Adding predicate to protocol and metadata log replay query #336

OussamaSaoudi-db · 2024-09-13T22:51:01Z

Pass a predicate hint to Engine in read_metadata so that log files are filtered to contain either metadata or protocol columns.

The motivation of this change is to filter log data at the engine level instead of needlessly passing EngineData back to the kernel.

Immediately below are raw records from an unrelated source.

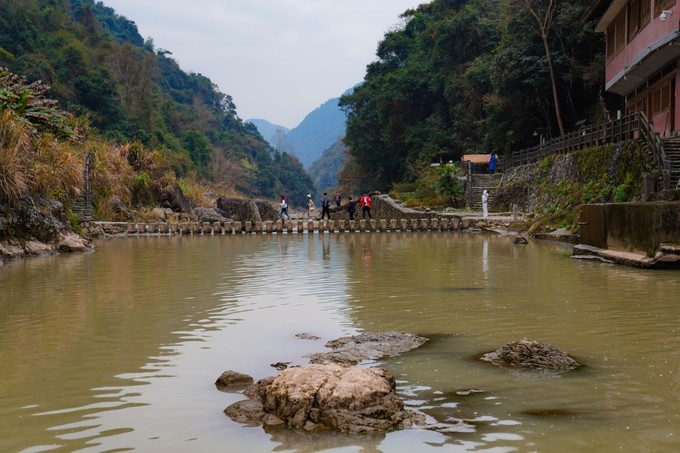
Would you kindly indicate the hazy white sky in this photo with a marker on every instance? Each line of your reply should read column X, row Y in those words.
column 278, row 59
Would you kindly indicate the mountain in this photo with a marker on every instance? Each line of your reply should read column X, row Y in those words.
column 320, row 130
column 269, row 131
column 99, row 67
column 324, row 171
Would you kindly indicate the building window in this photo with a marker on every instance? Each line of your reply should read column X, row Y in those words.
column 639, row 13
column 660, row 5
column 616, row 35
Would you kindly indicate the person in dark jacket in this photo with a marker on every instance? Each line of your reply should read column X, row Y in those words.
column 325, row 206
column 351, row 208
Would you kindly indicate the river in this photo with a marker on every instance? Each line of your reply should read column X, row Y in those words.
column 119, row 349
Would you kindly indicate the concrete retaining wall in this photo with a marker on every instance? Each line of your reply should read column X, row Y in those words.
column 630, row 227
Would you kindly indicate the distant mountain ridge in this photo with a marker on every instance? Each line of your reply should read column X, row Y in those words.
column 318, row 131
column 267, row 129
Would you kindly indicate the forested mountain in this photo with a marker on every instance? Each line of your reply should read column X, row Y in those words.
column 273, row 133
column 99, row 67
column 318, row 131
column 471, row 76
column 325, row 170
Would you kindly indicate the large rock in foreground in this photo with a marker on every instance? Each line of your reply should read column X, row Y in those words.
column 531, row 355
column 349, row 399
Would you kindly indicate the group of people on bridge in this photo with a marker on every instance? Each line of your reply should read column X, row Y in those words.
column 364, row 202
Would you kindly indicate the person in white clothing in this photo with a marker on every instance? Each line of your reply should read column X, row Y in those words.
column 485, row 198
column 284, row 208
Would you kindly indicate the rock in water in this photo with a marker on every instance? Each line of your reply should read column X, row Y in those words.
column 230, row 381
column 368, row 345
column 321, row 396
column 531, row 355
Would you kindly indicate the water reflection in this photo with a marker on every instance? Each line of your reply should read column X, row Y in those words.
column 119, row 349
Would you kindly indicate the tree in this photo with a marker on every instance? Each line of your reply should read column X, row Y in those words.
column 542, row 13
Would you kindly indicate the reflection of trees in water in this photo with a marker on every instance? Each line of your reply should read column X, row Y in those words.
column 301, row 441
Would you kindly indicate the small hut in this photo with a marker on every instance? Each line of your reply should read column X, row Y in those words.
column 474, row 163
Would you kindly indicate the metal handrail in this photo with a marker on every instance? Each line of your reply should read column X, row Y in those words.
column 628, row 127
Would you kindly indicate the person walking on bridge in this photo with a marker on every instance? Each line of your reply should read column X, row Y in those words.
column 365, row 202
column 284, row 208
column 485, row 198
column 325, row 206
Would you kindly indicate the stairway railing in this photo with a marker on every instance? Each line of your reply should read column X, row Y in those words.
column 629, row 127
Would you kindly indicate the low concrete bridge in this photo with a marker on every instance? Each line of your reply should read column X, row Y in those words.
column 453, row 223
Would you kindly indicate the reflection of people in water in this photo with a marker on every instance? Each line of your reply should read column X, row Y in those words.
column 366, row 261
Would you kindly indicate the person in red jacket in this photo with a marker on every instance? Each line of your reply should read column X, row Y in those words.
column 365, row 202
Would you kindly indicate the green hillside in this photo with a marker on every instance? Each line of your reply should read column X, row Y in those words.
column 471, row 76
column 99, row 68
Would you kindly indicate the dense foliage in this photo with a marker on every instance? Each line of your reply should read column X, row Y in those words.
column 99, row 67
column 466, row 76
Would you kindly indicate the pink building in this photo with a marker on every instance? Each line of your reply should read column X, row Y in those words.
column 643, row 48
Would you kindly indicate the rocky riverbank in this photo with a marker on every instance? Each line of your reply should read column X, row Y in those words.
column 37, row 227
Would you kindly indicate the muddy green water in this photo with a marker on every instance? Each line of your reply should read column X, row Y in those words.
column 118, row 350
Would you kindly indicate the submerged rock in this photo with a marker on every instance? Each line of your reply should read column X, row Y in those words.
column 531, row 355
column 230, row 381
column 369, row 345
column 321, row 396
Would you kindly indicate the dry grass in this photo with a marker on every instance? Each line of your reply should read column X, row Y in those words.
column 57, row 172
column 15, row 146
column 111, row 178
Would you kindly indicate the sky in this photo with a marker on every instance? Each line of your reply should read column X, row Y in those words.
column 278, row 59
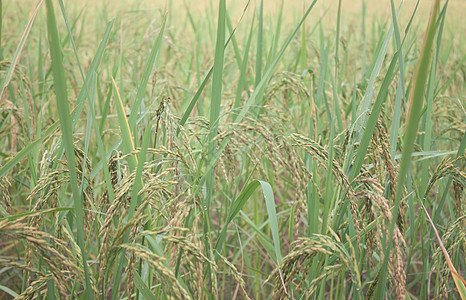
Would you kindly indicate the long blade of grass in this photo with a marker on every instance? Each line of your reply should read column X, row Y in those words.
column 374, row 116
column 20, row 48
column 151, row 60
column 459, row 281
column 416, row 100
column 59, row 79
column 239, row 203
column 199, row 91
column 127, row 139
column 217, row 84
column 26, row 150
column 68, row 28
column 142, row 287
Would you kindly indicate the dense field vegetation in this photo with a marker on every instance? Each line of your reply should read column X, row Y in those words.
column 232, row 149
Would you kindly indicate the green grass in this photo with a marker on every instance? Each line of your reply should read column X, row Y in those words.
column 232, row 150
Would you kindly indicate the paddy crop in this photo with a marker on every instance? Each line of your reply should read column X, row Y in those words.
column 232, row 150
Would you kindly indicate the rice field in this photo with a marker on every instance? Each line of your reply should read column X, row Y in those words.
column 232, row 149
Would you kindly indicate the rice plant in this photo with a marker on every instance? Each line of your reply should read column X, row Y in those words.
column 232, row 149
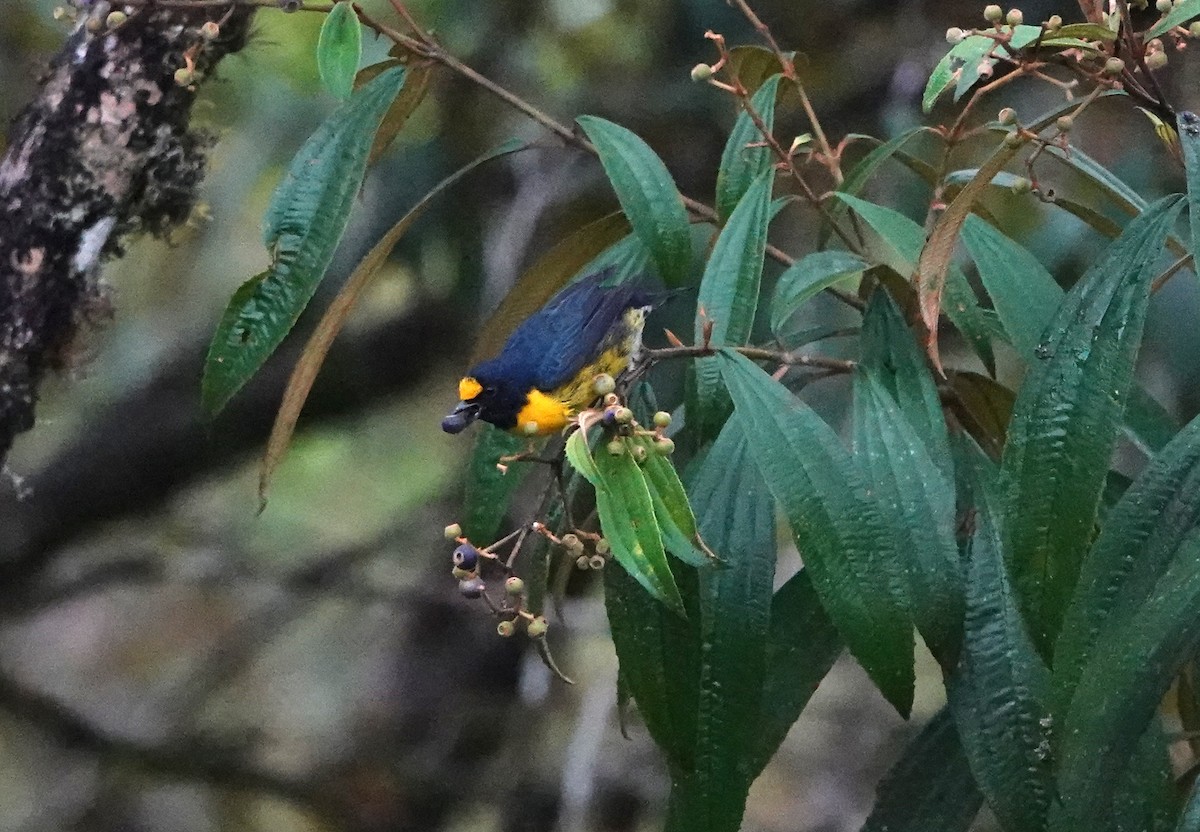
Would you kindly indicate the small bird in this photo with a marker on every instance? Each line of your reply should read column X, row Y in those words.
column 545, row 372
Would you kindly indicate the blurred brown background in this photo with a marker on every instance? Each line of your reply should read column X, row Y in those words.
column 171, row 662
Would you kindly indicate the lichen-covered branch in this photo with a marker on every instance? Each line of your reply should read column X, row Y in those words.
column 103, row 150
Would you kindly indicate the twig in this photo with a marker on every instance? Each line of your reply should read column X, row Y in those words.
column 759, row 354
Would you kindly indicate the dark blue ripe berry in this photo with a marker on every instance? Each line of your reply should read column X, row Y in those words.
column 466, row 557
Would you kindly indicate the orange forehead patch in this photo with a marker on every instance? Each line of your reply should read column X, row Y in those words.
column 468, row 388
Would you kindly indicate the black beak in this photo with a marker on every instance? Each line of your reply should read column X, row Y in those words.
column 460, row 418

In order to verify that an engine gets the predicate passed to log replay, I added a debug print statement in the sync engine that logs the predicate. The scan::tests::test_scan_data uses the sync engine and you can observe that the predicate is received. For example, running the test with RUST_LOG=DEBUG yields the following log:

 Reading json files: 
     ...
    with predicate Some(
        VariadicOperation {
            op: Or,
            exprs: [
                UnaryOperation {
                    op: Not,
                    expr: UnaryOperation {
                        op: IsNull,
                        expr: Column(
                            "metaData.id",
                        ),
                    },
                },
                UnaryOperation {
                    op: Not,
                    expr: UnaryOperation {
                        op: IsNull,
                        expr: Column(
                            "protocol.min_reader_version",
                        ),
                    },
                },
            ],
        },
    )

The predicate checks protocol and metadata leaf fields metaData.id and protocol.min_reader_version instead of checking for metaData and protocol. This is done to leverage row group skipping, since statistics are kept for leaf fields, and not internal nodes. This is especially useful for large checkpoint files which will have exactly one row group containing protocol and metadata info.

Closes: #74

Passes a predicate hint to `Engine` in `read_metadata` so that batches are filtered to contain either metadata or protocol columns.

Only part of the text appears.